At a time of near record unemployment in the European Union, the affair has overshadowed the start of the new Commission, billed by Mr Juncker as “Europe’s last chance” to show citizens the bloc can act in their interests.
The revelations put Mr Juncker under intense pressure to make clear his position on the tax deals, and raised questions about whether they create a conflict of interest for him.
“I am politically responsible for what happened in each and every corner and quarter [of Luxembourg],” he said, adding that while in line with Luxembourg and European laws, the tax practices may not have been ethical.
Mr Juncker, 59, said Luxembourg’s tax authorities were independent of the government and denied being the brain behind the policies. Global brands such as PepsiCo, Amazon, insurer AIG and Deutsche Bank are reported to have benefited from deals with Luxembourg.
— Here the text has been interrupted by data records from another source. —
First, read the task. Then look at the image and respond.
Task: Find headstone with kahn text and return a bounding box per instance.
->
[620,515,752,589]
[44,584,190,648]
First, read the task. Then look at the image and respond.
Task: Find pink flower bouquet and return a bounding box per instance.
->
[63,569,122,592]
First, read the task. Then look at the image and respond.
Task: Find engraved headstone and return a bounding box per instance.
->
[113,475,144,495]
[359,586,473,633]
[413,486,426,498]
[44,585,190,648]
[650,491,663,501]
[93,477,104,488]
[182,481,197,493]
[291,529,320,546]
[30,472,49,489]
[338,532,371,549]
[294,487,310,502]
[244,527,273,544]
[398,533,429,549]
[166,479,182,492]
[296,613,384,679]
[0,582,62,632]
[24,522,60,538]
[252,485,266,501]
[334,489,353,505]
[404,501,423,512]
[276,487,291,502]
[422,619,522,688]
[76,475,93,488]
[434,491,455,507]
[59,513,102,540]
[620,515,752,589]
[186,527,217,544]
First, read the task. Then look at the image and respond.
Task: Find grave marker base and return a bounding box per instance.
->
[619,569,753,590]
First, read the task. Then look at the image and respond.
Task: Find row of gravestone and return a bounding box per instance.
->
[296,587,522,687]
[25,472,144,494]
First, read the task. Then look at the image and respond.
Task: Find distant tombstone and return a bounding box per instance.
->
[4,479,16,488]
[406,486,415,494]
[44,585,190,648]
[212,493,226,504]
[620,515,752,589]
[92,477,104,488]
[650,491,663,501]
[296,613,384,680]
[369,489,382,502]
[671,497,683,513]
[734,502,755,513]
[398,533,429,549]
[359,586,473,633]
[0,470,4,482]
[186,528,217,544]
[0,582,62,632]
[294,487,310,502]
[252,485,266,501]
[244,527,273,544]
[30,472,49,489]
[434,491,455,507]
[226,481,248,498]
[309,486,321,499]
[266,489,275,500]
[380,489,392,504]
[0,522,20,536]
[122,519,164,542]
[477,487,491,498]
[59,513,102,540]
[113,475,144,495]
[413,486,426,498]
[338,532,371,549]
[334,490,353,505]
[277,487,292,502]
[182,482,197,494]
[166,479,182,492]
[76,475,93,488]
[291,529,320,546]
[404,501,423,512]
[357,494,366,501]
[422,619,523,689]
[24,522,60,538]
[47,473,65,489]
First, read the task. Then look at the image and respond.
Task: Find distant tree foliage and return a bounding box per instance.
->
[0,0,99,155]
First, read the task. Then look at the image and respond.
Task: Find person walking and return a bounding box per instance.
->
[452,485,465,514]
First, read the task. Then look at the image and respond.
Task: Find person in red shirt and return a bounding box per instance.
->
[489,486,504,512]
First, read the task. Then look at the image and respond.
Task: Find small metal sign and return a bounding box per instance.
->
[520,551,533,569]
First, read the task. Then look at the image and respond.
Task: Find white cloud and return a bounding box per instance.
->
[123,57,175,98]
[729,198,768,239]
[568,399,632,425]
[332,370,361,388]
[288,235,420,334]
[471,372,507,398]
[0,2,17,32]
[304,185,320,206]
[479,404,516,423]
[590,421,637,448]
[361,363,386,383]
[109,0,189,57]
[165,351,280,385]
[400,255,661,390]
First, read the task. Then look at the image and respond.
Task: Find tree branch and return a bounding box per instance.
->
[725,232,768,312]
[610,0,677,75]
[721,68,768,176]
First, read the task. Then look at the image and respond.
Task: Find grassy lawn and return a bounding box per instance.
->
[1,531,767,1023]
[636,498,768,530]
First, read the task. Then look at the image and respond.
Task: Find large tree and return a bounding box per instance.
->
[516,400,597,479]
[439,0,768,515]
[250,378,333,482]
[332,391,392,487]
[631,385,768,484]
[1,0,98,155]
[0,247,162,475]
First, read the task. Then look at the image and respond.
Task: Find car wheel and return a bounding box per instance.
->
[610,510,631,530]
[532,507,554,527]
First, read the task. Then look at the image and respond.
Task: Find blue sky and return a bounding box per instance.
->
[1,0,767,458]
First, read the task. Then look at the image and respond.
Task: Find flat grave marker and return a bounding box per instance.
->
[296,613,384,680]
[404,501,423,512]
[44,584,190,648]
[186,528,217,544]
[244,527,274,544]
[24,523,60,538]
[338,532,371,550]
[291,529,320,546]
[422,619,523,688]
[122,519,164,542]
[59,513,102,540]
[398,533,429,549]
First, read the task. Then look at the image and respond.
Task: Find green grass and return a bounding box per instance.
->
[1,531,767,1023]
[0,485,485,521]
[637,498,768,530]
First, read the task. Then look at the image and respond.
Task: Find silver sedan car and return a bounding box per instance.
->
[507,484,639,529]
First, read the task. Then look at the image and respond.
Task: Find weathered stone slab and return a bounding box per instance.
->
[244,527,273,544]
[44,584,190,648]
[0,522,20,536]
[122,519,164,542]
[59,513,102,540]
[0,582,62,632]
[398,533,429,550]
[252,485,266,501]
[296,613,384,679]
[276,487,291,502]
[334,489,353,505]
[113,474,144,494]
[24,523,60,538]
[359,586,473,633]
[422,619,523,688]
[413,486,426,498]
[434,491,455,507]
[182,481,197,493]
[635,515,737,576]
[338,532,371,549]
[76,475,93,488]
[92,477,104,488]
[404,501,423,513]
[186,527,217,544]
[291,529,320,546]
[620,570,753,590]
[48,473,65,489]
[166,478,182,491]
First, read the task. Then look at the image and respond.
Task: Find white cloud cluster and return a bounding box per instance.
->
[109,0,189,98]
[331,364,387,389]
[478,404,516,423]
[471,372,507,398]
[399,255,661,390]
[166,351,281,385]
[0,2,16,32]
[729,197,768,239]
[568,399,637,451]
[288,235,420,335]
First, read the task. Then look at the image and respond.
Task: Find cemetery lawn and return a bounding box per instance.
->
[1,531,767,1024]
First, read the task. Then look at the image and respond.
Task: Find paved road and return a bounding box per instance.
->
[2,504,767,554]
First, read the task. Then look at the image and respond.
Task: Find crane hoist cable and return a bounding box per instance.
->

Ireland and the Netherlands are also under investigation.
“I am not the architect of what you could call the Luxembourgish problem,” Mr Juncker told reporters in a surprise appearance at a daily Commission briefing.
“There is nothing in my past indicating that my ambition was to organise tax evasion in Europe,” he added.
The Commission is investigating several tax schemes offered by Luxembourg to large multinational corporations, to see if they broke EU laws on state aid.
To prevent such situations in the future, Mr Juncker said the EU needed a law on a corporate tax base across the 28-nation bloc, something countries have long opposed.